Bride-to-Be Blogger Danielle: Lifelong Investments (Our Pictures!)
Ironically, most brides — myself included — spend the majority of our time planning the wedding details that don’t last after the day is done. Food is eaten, flowers wilt and die, your dress is worn only once, and the music stops when the party ends. When I’m feeling pragmatic, I like to say that at your wedding you only make three long-term investments: your spouse, your rings and your photographs. All the other details — while important at that time — are fleeting, but these three things will (hopefully) remain with you for the rest of your life. And, they are the only items that will maintain or gain value over time.

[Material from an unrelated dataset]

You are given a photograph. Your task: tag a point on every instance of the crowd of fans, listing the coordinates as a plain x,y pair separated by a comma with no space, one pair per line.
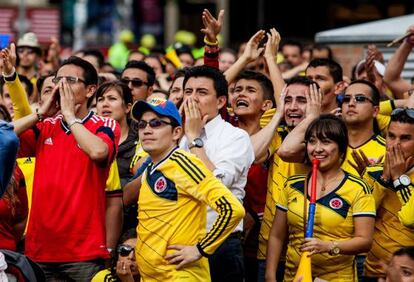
166,167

Some couples really love their wedding videos, and they would throw videos into this same category. I, however, work in public relations and have been scarred by way too many on-camera experiences. (Most notably, the time a client made me run a child-sized obstacle course on live TV after only three hours of sleep the night before. Picture bags under my eyes and my adult-sized rear end getting stuck halfway down the little slide at the end of the course.) I know there is no way I could ever relax with a video camera hanging around during my vows or first dance. Thankfully, my dear fiancé agreed with me and we decided to forego the videographer.
Without video, photography became a very high priority for us. Since we’re spending so much time planning the details of the wedding (those delightful, beautiful fleeting details!), we really want to be certain that they’re captured in photos to be remembered for the rest of our lives. We started the search for our wedding photographer pretty early, fearful that our high standards coupled with our significantly lower budget would make it difficult to find someone who fell into that “sweet spot” of affordable and awesome. Every time I saw some photos I liked, I’d share the link with Tim, and vice versa. Sadly, some of the photographers we liked were out of our price range — we just don’t have $7,500 to spend on our photos — and honestly, most of those in our budget made me cringe.
But then we got lucky. Back when I was just starting to plan, a friend contacted me asking about my wedding. She had been in a friend’s wedding at the Delaware shore last fall, and offered to introduce me to the bride so I could ask her questions about venues. As luck would have it, the friend was married at one of the places I was considering, and was unbelievably helpful to Tim and me in our venue quest. But to make the introduction even sweeter, she was a photographer who had just launched her own business, Jenna Walcott Photography.
I poked around on her Flickr page and newly-launched website, and I could not stop looking at her photos: There were no cheesy posed shots. The angles were all flattering. The colors, lighting and details were amazing. Her engagement photos, taken all over Philadelphia and its suburbs, juxtaposed couples against all sorts of interesting and often familiar backgrounds. I IMed Tim in a flurry that I loved, loved, loved her work. He agreed.
In addition to being kind, helpful, and venue-savvy, it turns out Jenna is incredibly talented. She originally apprenticed with a National Geographic photographer, so her approach is documentary in style. And, having been a bride herself, she is sensitive about capturing the sweet, soft moments that her couples shared with each other and their family members before, during and after the ceremony.
Tim was as excited as I was, so we started talking business with Jenna. She was shockingly affordable for being so amazing, and her pricing packages are straightforward. They include rights to all photos, retouched and on disk. She helps with album layout. She will break up the hours in her packages for rehearsal dinner or extras like “trash the dress” sessions. She includes a 90-minute engagement session. Tim and I were in love … with a photographer. So with that, we hired her right away, considering it a very worthy long-term investment.
With that huge decision behind us, I suppose we have to start working on all those fleeting details that we want Jenna to capture perfectly for us to view for the rest of our lives.
Which wedding details are you making a priority? Did you opt to use a videographer? What considerations helped you choose your photographer?